Real Time Annotation
In peakPantheR: Peak Picking and Annotation of High Resolution Experiments

BiocStyle::markdown()

knitr::opts_chunk$set(
    collapse = TRUE,
    comment = "#>"
)

Package: r Biocpkg("peakPantheR")
Authors: Arnaud Wolfer

## Silently loading all packages
library(BiocStyle)
library(peakPantheR)
library(faahKO)
library(pander)

Introduction

The peakPantheR package is designed for the detection, integration and reporting of pre-defined features in MS files (e.g. compounds, fragments, adducts, ...).

The Real Time Annotation is set to detect and integrate multiple compounds in one file at a time. It therefore can be deployed on a LC-MS instrument to integrate a set of pre-defined features (e.g. spiked standards) as soon as the acquisition of a sample is completed.

Using the r Biocpkg("faahKO") raw MS dataset as an example, this vignette will:

Detail the Real Time Annotation concept
Apply the Real Time Annotation to a subset of pre-defined features in the r Biocpkg("faahKO") dataset

Abbreviations

ROI: Regions Of Interest
- reference RT / m/z windows in which to search for a feature
uROI: updated Regions Of Interest
- modifed ROI adapted to the current dataset which override the reference ROI
FIR: Fallback Integration Regions
- RT / m/z window to integrate if no peak is found
TIC: Total Ion Chromatogram
- the intensities summed across all masses for each scan
EIC: Extracted Ion Chromatogram
- the intensities summed over a mass range, for each scan

Real Time Annotation Concept

Real time compound integration is set to process multiple compounds in one file at a time.

To achieve this, peakPantheR will:

load a list of expected RT / m/z regions of interest (ROI)
detect features in each ROI and keep the highest intensity one
determine peak statistics for each feature
return:
- TIC
- a table with all detected compounds for that file (row: compound, col: statistic)
- EIC for each ROI
- sample acquisition date-time from the mzML metadata (if available)
- save EIC plots to disk

Real Time Annotation Example

In the following example we will target two pre-defined features in a single raw MS spectra file from the r Biocpkg("faahKO") package. For more details on the installation and input data employed, please consult the Getting Started with peakPantheR vignette.

Input Data

The path to a MS file from the r Biocpkg("faahKO") is located and used as input spectra:

library(faahKO)
## file paths
input_spectraPath  <- c(system.file('cdf/KO/ko15.CDF', package = "faahKO"))
input_spectraPath

Two targeted features (e.g. compounds, fragments, adducts, ...) are defined and stored in a table with as columns:

cpdID (numeric)
cpdName (character)
rtMin (sec)
rtMax (sec)
rt (sec, optional / NA)
mzMin (m/z)
mzMax (m/z)
mz (m/z, optional / NA)

# targetFeatTable
input_targetFeatTable <- data.frame(matrix(vector(), 2, 8, dimnames=list(c(), 
                        c("cpdID", "cpdName", "rtMin", "rt", "rtMax", "mzMin", 
                        "mz", "mzMax"))), stringsAsFactors=FALSE)
input_targetFeatTable[1,] <- c("ID-1", "Cpd 1", 3310., 3344.888, 3390., 
                                522.194778, 522.2, 522.205222)
input_targetFeatTable[2,] <- c("ID-2", "Cpd 2", 3280., 3385.577, 3440., 
                                496.195038, 496.2, 496.204962)
input_targetFeatTable[,c(3:8)] <- sapply(input_targetFeatTable[,c(3:8)], 
                                            as.numeric)
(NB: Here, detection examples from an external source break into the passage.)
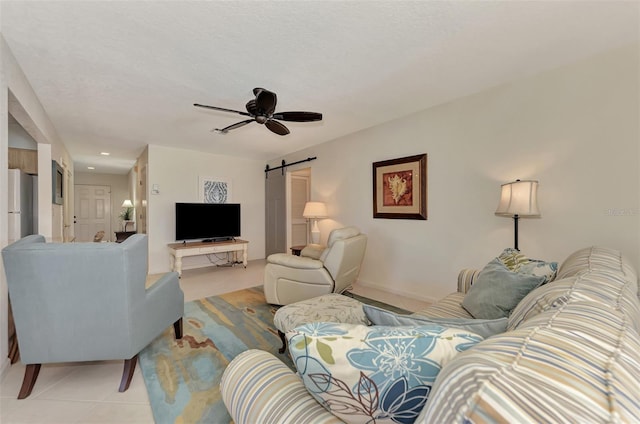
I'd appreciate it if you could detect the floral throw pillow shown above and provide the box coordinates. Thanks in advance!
[287,323,482,424]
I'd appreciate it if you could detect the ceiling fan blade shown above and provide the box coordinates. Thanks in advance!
[214,119,253,134]
[264,119,289,135]
[193,103,251,116]
[273,112,322,122]
[245,99,258,116]
[253,88,278,116]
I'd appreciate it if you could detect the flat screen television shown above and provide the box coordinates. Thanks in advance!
[176,203,240,241]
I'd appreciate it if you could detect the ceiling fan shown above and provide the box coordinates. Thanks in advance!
[193,88,322,135]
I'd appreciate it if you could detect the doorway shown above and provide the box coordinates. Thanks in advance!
[73,184,112,242]
[265,168,311,256]
[287,168,311,247]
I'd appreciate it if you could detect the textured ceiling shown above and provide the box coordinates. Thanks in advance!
[0,0,639,173]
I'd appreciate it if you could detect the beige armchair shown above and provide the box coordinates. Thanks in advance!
[264,227,367,305]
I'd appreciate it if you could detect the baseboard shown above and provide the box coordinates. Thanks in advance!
[0,357,11,381]
[357,280,440,303]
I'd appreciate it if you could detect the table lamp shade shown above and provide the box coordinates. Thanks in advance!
[302,202,327,218]
[302,202,327,244]
[496,180,540,218]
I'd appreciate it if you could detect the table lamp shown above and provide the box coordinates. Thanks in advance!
[302,202,327,244]
[496,180,540,250]
[121,199,133,231]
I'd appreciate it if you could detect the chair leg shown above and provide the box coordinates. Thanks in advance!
[278,330,287,353]
[173,317,182,340]
[118,355,138,392]
[18,364,42,399]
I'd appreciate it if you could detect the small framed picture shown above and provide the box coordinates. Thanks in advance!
[373,153,427,220]
[198,177,231,203]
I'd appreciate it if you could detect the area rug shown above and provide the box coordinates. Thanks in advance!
[139,286,406,424]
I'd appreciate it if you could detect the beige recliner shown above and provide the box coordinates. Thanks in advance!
[264,227,367,305]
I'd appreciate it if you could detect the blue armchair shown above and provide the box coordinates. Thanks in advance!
[2,234,184,399]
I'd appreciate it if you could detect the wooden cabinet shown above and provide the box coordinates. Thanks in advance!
[9,147,38,175]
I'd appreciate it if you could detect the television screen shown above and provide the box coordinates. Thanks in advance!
[176,203,240,241]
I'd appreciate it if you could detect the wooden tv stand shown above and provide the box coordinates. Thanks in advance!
[168,239,249,276]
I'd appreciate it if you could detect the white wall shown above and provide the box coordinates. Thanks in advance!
[0,34,71,374]
[147,145,265,274]
[270,45,640,300]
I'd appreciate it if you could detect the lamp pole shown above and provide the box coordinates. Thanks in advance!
[513,214,520,251]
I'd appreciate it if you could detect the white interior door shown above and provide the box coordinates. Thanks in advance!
[289,173,310,247]
[74,185,114,242]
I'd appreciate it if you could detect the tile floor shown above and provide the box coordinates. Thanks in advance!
[0,260,426,424]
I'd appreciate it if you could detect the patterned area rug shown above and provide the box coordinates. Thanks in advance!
[139,286,406,424]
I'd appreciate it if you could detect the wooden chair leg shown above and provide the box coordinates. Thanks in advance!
[118,355,138,392]
[278,330,287,353]
[173,317,182,340]
[18,364,41,399]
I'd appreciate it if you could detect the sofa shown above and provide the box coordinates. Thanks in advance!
[220,247,640,424]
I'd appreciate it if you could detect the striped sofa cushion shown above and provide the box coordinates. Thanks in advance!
[416,247,640,423]
[416,327,640,424]
[556,246,638,293]
[220,349,342,424]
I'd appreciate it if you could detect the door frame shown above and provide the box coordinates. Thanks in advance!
[285,167,311,250]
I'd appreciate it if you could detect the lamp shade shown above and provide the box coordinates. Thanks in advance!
[302,202,327,218]
[496,180,540,218]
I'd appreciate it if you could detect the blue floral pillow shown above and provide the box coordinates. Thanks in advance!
[287,323,482,424]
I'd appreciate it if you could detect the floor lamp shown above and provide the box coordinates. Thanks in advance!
[302,202,327,244]
[496,180,540,250]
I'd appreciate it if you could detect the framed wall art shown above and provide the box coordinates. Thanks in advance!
[198,177,231,203]
[373,153,427,220]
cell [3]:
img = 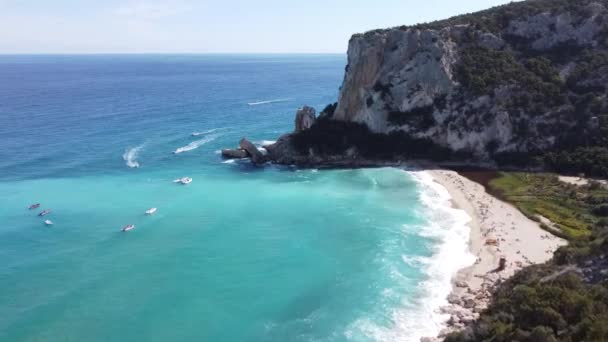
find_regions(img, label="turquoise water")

# use pandoc for improved readability
input_targetFeatTable <- data.frame(matrix(vector(), 2, 8, dimnames=list(c(), 
                        c("cpdID", "cpdName", "rtMin", "rt", "rtMax", "mzMin", 
                        "mz", "mzMax"))), stringsAsFactors=FALSE)
input_targetFeatTable[1,] <- c("ID-1", "Cpd 1", 3310., 3344.888, 3390., 
                                522.194778, 522.2, 522.205222)
input_targetFeatTable[2,] <- c("ID-2", "Cpd 2", 3280., 3385.577, 3440., 
                                496.195038, 496.2, 496.204962)
input_targetFeatTable[,c(3:8)] <- sapply(input_targetFeatTable[,c(3:8)], 
                                            as.numeric)
rownames(input_targetFeatTable) <- NULL
pander::pandoc.table(input_targetFeatTable, digits = 9)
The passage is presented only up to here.